We now have FEDERATED, BLACKHOLE, and soon a whole boat load of new stuff that’s quite hacky, and although useful in some situations, the general public should stay away from them. Yet, I continually see them come up in all different situations where people think they are a good idea. FEDERATED should have been implemented as Oracle’s DATABASE LINK feature, which is much more user-friendly, safer, and just generally better. BLACKHOLE was created to solve a stupid deficiency in replication, to allow relay slaves to not need a complete copy of the data. Why not just allow replication to pass on logs raw, or write a log proxy?

e. Fix subquery optimization

Subqueries have been available in the same broken state for over 4 years now. Why are subqueries in an IN (...) clause still optimized in an incredibly stupid and slow way, such as to make them useless? We have customers tripping over this all the time. MySQL can check off “subqueries” on the to-do list, since they do in fact work. The SQL standard doesn’t say anything about not sucking.

2. Parallel query

Parallel execution of a single query is really a requirement for larger reporting/data warehouse systems. MySQL just doesn’t make good use of having lots of disks available in its current state. Parallel execution of single queries could solve this (for reads) to a large extent.

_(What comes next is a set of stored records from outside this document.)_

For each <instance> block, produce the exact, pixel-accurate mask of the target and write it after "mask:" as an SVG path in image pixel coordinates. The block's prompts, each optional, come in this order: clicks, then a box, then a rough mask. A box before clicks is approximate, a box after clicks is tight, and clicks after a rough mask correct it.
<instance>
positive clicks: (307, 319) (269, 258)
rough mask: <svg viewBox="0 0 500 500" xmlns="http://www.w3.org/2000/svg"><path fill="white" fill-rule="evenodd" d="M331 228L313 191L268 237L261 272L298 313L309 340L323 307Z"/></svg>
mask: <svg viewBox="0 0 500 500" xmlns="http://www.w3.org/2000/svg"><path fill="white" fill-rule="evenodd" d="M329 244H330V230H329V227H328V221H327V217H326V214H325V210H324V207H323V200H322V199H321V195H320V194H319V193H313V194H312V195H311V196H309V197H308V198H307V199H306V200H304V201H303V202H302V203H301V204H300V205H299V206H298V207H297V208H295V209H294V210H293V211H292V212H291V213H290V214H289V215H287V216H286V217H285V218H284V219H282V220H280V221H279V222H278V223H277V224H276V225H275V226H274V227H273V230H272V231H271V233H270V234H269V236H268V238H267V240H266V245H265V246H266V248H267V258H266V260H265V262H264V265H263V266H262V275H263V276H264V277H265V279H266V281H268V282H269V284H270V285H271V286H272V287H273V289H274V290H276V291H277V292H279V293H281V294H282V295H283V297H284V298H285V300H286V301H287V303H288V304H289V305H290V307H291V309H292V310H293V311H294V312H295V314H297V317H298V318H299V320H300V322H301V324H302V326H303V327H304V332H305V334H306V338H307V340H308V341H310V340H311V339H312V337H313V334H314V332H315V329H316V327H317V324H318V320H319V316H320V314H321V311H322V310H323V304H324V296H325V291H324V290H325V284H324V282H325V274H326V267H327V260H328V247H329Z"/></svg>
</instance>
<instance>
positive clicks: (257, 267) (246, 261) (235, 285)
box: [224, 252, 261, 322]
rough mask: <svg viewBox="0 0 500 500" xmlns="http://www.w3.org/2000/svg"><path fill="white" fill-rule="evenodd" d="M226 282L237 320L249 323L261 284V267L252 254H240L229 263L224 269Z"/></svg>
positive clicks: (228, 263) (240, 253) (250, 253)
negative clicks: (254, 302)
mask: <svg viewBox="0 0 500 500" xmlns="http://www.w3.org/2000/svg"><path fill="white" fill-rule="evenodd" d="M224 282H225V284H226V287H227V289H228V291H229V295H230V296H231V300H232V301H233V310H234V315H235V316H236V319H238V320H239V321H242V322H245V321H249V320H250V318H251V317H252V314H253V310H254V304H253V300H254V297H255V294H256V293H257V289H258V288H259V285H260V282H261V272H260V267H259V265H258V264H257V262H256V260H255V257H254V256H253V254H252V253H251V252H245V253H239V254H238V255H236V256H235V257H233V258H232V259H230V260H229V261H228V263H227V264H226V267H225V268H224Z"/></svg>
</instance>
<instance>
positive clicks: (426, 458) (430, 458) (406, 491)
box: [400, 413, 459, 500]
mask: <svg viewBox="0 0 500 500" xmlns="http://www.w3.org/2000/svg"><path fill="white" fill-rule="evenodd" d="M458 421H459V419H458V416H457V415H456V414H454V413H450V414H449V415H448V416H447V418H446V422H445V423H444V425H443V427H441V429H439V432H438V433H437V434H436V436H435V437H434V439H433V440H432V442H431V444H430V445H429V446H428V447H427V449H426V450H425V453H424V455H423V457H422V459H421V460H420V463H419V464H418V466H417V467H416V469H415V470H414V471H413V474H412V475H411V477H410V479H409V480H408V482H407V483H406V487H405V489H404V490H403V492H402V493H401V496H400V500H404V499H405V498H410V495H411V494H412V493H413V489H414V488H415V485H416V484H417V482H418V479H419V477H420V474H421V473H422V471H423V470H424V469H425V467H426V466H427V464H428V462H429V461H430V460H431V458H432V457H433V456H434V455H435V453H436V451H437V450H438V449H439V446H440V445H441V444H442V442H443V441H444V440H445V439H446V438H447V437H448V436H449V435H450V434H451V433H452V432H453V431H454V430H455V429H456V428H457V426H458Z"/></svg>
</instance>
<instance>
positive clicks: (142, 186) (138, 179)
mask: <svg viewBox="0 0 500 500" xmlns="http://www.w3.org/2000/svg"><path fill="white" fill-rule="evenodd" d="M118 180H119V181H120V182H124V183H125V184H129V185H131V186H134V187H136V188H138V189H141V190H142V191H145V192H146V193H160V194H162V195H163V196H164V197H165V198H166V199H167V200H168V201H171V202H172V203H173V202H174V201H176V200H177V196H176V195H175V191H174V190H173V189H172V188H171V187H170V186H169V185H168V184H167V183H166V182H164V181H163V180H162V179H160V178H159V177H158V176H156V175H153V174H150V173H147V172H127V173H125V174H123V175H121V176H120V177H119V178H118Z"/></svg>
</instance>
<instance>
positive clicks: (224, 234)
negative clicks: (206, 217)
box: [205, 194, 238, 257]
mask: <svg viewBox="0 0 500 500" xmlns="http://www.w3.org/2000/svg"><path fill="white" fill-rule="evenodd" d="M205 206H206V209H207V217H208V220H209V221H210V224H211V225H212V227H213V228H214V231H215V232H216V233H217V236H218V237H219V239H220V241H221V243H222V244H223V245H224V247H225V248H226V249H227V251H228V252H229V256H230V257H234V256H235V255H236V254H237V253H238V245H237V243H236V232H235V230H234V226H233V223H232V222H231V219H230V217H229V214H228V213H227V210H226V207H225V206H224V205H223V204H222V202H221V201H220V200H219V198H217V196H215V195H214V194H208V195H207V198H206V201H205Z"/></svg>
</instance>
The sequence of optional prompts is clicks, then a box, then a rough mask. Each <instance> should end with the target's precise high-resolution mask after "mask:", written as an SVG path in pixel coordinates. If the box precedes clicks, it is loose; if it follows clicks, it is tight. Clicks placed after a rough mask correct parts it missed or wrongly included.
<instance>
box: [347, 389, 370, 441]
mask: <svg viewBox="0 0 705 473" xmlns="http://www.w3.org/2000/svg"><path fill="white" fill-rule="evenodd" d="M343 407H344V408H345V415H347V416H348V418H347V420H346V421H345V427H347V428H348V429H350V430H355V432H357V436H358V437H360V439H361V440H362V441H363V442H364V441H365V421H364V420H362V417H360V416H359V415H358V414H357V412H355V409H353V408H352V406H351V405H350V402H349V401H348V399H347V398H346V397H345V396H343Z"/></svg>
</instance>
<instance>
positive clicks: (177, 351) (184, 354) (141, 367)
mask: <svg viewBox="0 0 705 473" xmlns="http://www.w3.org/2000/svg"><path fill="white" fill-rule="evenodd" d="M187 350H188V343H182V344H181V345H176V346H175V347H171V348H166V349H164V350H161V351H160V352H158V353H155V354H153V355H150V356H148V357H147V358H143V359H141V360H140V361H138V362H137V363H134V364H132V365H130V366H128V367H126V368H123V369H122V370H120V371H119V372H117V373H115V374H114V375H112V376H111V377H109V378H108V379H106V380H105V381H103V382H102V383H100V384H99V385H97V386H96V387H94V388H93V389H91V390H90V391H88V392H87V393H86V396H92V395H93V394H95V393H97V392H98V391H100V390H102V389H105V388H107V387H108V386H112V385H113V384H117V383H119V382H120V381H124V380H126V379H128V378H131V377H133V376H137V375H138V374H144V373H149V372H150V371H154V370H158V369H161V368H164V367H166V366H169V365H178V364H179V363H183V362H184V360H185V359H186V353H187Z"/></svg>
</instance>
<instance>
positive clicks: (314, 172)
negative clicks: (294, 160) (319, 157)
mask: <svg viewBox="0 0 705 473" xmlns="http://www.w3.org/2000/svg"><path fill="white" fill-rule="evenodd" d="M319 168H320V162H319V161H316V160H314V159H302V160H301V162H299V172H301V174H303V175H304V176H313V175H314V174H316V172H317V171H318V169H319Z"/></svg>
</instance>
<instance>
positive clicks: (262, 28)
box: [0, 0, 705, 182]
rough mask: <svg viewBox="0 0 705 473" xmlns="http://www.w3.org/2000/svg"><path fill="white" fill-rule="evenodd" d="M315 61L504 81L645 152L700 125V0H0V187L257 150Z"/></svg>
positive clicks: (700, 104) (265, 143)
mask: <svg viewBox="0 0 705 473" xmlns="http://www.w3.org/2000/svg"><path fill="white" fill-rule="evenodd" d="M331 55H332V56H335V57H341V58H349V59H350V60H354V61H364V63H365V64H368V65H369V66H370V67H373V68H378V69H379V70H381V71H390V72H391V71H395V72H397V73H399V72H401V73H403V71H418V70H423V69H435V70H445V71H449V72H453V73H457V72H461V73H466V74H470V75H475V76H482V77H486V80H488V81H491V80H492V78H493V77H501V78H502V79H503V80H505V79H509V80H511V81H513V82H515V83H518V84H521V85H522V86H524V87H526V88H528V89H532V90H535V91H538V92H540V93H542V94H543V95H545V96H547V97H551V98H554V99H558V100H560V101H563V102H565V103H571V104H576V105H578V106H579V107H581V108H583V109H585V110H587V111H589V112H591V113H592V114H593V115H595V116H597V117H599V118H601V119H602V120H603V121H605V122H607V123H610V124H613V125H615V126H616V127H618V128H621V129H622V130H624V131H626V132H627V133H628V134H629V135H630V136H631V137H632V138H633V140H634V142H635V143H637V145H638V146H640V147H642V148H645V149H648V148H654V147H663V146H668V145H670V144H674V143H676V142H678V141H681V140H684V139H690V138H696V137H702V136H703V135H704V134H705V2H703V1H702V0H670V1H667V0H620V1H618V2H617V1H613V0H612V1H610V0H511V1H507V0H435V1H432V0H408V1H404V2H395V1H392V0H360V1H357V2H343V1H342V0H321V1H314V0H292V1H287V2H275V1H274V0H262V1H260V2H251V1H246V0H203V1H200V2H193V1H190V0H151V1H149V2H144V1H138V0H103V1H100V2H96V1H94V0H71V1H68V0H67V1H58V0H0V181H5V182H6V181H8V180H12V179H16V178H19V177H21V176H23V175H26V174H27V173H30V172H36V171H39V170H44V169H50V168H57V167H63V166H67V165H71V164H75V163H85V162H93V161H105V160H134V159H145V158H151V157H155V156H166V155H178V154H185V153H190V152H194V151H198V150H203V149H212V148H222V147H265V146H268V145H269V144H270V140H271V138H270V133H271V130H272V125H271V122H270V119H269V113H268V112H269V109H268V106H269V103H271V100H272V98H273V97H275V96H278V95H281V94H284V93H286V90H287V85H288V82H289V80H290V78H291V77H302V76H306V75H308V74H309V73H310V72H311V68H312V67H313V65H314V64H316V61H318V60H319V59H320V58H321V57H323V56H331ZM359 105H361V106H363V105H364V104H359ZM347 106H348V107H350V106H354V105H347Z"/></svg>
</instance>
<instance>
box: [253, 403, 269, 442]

3. Less dependency on latency in writing

MySQL (especially InnoDB, and assuming failsafes1 ON) is really dependent on the latency of the underlying IO system to get reasonable performance on writes. MySQL really ought to batch syncs to disk together better, but this is complex because of the storage engine model and replication using different logs than the storage engines. This means two things practically:

  • You must have a battery-backed write cache to make any decent use of your disks for writes whatsoever
  • Once a system fills its battery-backed write cache with random writes, performance degrades much more than it should

4. Better GIS support

MySQL is being left behind by PostGIS and Oracle Spatial and missing a large segment of the market because the GIS support is so terrible. Nobody can figure out how to get data in and out, which I’ve tried to address (as a hobby project) with libmygis. But there are still too many inherent limitations in the GIS support to make it really useful for serious projects:

  • Spatial indexes only exist in MyISAM, so you cannot use spatial indexes and transactions
  • Currently only 2-dimensional types are supported, while many users needs N-dimension support (but at least 3)
  • Lack of non-MBR-based spatial relationship functions means things like CONTAINS() are really lame
  • Spatial types store everything as a 2-dimensional DOUBLE, so every point costs 16 bytes, while many systems do not need that much accuracy for most things — a choice of lower resolution types would be nice

5. Better binary logs and log management

This is a big nebulous topic, but MySQL’s binary log format sucks, the tools (mysqlbinlog and the SQL commands in MySQL) to deal with them suck, and the replication protocol sucks. Yes, it all works. Yes, I tell all of our customers to use it (and they should!). However, overall there could be a lot to gain by fixing things up. I would like to see:

  • The log format should have each entry checksummed to catch corruption and transmission errors
  • The logs need internal indexes over the entries, in order to be able to scan forwards and backwards, and quickly find a given entry
  • Each entry needs a unique transaction ID instead of basing everything on log positions and filenames
  • A proper C library needs to exist to access the logs, so that new tools can be written and existing ones extended
  • Log archival, and later log-serving tools for the archived logs need to be written (but they would be much easier given the above library)

1 By failsafes, I mean innodb_flush_log_at_trx_commit=1 and sync_binlog=1.

UPDATE: Ronald Bradford, Alan Kasindorf, Jim Winstead, and Jonathon Coombes posted their 5 wishes, and Antony Curtis suggests that it’s not useful to wish.

UPDATE: Antony Curtis finally gave in, and Paul McCullagh, Peter Zaitsev, and Konstantin Osipov also got in on it.